Fosca sarà sempre ben lucida sui reali sentimenti di Giorgio, conscia che l’uomo, incalzato dai
suoi suggerimenti, recita l’amore, ma, pur con la consapevolezza che l’inganno è tutto ciò che
potrà
ottenere, e nient’altro, porterà avanti il gioco delle illusioni, esulando anche dai limiti imposti
dalle convenzioni del tempo (si pensi agli incontri notturni), riuscendo infine a soddisfare
l’irrefrenabile desiderio, e sarà la notte d’amore tra i due l’esasperazione dell’illusione.
Fosca gli ordinerà:
-Sii mio!-
Giorgio soccomberà e ammetterà:
-Non ebbi la forza di resistere-
Giorgio dapprima cercherà di resistere alla passione di Fosca, ma poi si troverà incatenato in
un folle legame che lo farà soccombere, coinvolgendolo fino al tragico finale: il duello, dal
quale uscirà miracolosamente incolume, e, come contagiato dalla "anormalità" di Fosca, il
delirio, che lo farà precipiterà nella disperazione; Fosca si spegnerà, tre giorni dopo la notte
d’amore, tuttavia "felice, illusa, soddisfatta" per aver appagato la sua ossessione amorosa.
Questo il finale nella finzione letteraria, nella realtà Tarchetti fu trasferito da Parma a
Milano, dove consumò gli ultimi tre anni della sua vita, tra la frenetica attività letteraria, le
precarie condizioni di salute e le difficoltà economiche, morendo, già ammalato di tisi, per un
attacco di tifo, in casa dell'amico Salvatore Farina che lo aveva ospitato, senza aver scritto il
capitolo finale del romanzo al quale tanto teneva.
Il 26 marzo del 1869, il giorno successivo alla sua morte, sulla rivista letteraria "Il Pungolo"
cosi si leggeva:

… E’ morto dopo aver lungamente, coraggiosamente e dignitosamente lottato contro le brutali


realtà della vita, nemiche accanite all’arte e alle sue manifestazioni; è morto quando la speranza
di miglior avvenire, frutto di lavoro assiduo e di costanza indomabile, più caramente gli
sorrideva; è morto quando gli sorridevano intorno attestati non dubbi della commozione
profonda destata dai casi di questa povera Fosca, nella quale egli quasi morente versò tanta
parte della vita che gli fuggiva -gioie, dolori, aspirazioni indefinite, proteste sdegnose,
indignazioni sante- e quasi ad ogni linea, il presentimento della morte vicina.

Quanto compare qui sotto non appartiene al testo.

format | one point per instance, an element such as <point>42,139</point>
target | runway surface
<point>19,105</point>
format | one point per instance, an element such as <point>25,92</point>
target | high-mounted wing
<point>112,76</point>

Carolina/Angiolina ritornò nella nativa Sardegna, non lo rivide mai più, ma non lo dimenticò
fino alla fine dei suoi giorni.
Ancora oggi suscita consensi il romanzo "Fosca" perché ciò che maggiormente colpisce, oltre
alla forte componente autobiografica (le storie vissute con la signora di Milano e la donna di
Parma, la malattia di quest’ultima, la sua reale malattia, la tisi), all’indagine sugli effetti della
passione estrema sui due protagonisti, al tema degli opposti , bello/brutto, bene/male, nel
confronto tra le due donne Clara/Fosca, sono gli elementi di sorprendente modernità, come la
normalità/anormalità (Giorgio, inizialmente "normale", nel finale della vicenda è
irrimediabilmente contagiato dalla "anormalità" di Fosca) e, soprattutto, il diritto all’amore
rivendicato dalla protagonista e la sua ardente volontà di affermarlo.